Electronics industry in Green challenge

Environmentally sub-standard components from many Asian suppliers are proving to be a new challenge for global electronics companies.

Environmentally sub-standard components from many Asian suppliers are proving to be a new challenge for global electronics companies.

Responding to concerns over the environmental effects of materials used in consumer electronics products, Philips creative director Oscar Peña has admitted that quality control of other manufacturers is an industry-wide problem.

As creative director of Philips Design, the design arm of the Dutch electronics giant, Peña says that maintaining control over third party-manufactured parts can present difficulties for the group.

‘It is an industry-wide challenge to [ensure] quality control of bought-in parts. But I am confident that we are responsible in this area,’ he says.

His global team of 11 design studios is responsible for all the product design and packaging of Philips consumer products. Peña has just launched his latest design, the Ambilight Full Surround flat-panel television (pictured).

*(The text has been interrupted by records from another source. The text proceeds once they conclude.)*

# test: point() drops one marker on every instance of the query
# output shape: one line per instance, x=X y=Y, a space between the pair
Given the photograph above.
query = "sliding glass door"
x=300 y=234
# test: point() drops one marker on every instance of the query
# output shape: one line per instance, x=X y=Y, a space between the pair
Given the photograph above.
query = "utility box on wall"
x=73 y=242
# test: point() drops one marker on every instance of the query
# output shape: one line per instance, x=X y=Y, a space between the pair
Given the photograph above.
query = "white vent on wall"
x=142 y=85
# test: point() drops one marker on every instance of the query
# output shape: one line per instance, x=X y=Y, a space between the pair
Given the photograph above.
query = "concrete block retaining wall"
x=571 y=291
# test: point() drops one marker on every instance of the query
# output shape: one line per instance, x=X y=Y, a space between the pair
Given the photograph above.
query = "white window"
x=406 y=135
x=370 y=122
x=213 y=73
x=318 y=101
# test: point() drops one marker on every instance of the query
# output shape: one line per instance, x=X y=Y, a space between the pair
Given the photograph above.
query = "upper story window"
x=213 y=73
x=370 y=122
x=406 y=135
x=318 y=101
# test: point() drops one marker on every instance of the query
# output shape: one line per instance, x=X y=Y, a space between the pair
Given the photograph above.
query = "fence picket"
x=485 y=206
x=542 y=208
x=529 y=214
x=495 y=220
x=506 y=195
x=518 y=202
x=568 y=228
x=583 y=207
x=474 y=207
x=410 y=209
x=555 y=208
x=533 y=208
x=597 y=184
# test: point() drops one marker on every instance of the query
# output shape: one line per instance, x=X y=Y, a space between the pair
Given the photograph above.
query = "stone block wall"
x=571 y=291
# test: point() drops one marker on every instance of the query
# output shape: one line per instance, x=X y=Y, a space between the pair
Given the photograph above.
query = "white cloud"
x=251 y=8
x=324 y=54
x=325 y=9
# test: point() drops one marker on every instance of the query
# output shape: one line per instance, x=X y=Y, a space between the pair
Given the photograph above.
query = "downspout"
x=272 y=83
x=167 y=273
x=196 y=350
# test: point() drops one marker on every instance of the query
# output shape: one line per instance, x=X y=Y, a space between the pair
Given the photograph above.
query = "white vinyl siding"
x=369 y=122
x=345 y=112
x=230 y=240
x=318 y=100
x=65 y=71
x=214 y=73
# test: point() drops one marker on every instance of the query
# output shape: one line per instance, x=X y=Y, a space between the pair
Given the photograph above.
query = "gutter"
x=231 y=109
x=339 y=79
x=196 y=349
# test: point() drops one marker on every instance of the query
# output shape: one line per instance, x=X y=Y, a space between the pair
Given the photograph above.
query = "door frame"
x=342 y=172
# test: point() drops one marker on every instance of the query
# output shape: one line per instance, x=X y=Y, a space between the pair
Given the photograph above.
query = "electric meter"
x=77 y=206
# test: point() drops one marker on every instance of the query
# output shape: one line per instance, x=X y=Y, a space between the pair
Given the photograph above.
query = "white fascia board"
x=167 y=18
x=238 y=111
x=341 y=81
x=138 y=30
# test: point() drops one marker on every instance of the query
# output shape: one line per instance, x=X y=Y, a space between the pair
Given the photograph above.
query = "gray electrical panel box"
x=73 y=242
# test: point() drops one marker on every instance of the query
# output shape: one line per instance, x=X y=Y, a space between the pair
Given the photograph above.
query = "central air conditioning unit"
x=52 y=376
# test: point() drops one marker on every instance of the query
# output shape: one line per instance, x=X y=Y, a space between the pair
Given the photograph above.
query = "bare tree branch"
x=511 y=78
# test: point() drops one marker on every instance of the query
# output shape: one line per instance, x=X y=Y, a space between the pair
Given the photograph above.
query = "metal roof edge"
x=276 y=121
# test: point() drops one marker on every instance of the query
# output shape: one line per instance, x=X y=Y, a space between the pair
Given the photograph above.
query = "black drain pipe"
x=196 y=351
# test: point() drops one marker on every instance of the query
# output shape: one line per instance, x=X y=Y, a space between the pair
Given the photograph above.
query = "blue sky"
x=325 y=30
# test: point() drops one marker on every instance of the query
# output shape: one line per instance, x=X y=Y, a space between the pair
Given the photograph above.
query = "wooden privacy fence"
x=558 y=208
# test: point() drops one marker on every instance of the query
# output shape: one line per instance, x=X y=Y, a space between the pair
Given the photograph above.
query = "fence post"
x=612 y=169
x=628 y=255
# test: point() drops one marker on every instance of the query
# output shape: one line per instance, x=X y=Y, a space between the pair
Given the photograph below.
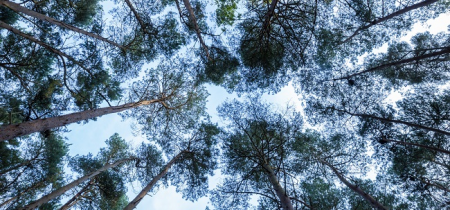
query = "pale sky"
x=90 y=137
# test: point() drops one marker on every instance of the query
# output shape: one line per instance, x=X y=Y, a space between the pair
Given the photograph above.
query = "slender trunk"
x=16 y=130
x=76 y=197
x=267 y=17
x=73 y=184
x=375 y=204
x=435 y=185
x=20 y=194
x=137 y=16
x=17 y=8
x=418 y=145
x=285 y=201
x=20 y=165
x=390 y=16
x=396 y=121
x=44 y=45
x=152 y=183
x=193 y=21
x=417 y=58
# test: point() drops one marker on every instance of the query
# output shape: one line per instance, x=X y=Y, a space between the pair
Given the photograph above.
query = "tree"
x=175 y=94
x=37 y=168
x=113 y=156
x=188 y=168
x=256 y=154
x=269 y=34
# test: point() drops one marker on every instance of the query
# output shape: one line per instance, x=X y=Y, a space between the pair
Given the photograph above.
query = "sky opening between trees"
x=232 y=104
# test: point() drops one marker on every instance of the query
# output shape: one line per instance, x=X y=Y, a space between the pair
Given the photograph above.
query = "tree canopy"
x=370 y=131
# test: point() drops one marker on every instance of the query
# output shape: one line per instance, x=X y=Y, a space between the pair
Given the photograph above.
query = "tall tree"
x=113 y=156
x=256 y=153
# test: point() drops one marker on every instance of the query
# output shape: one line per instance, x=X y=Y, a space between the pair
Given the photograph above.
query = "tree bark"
x=71 y=185
x=267 y=17
x=137 y=16
x=284 y=199
x=390 y=16
x=418 y=145
x=152 y=183
x=44 y=45
x=396 y=121
x=417 y=58
x=193 y=21
x=375 y=204
x=21 y=193
x=17 y=8
x=16 y=130
x=76 y=197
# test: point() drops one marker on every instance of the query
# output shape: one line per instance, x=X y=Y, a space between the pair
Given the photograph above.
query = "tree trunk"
x=193 y=21
x=390 y=16
x=284 y=199
x=267 y=17
x=73 y=184
x=17 y=8
x=396 y=121
x=417 y=58
x=375 y=204
x=137 y=16
x=76 y=197
x=44 y=45
x=16 y=130
x=150 y=185
x=418 y=145
x=21 y=193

‘I think we are very proactive on issues of sustainability and recycling. We already provide a service for recycling components for other companies,’ Peña adds.

The main issue driving electrical and electronics companies to consider sustainable product design is compliance with two new items of EC legislation: Directive on Waste Electrical and Electronic Equipment and Directive on the Restriction of Use of Certain Hazardous Substances in electrical and electronic equipment, according to business advice organisation Envirowise.

In a presentation of Philips’ home entertainment and domestic appliance products, Peña also previewed concept technologies that will be formally unveiled at the company’s Simplicity travelling roadshow, to be held at London’s Excel in October. Forecasting three-to-five years ahead, concepts in development include movement-controlled lighting and a light-shade that can match the colour of any object held up to its sensor.

Philips’s design studios employ about 450 designers around the world, with 250 at the headquarters in Eindhoven, The Netherlands, where Peña is based.

Although rivals Samsung and Yahama have set up design studios in London, at the moment there are no plans to develop a Philips design team in the capital, according to Peña.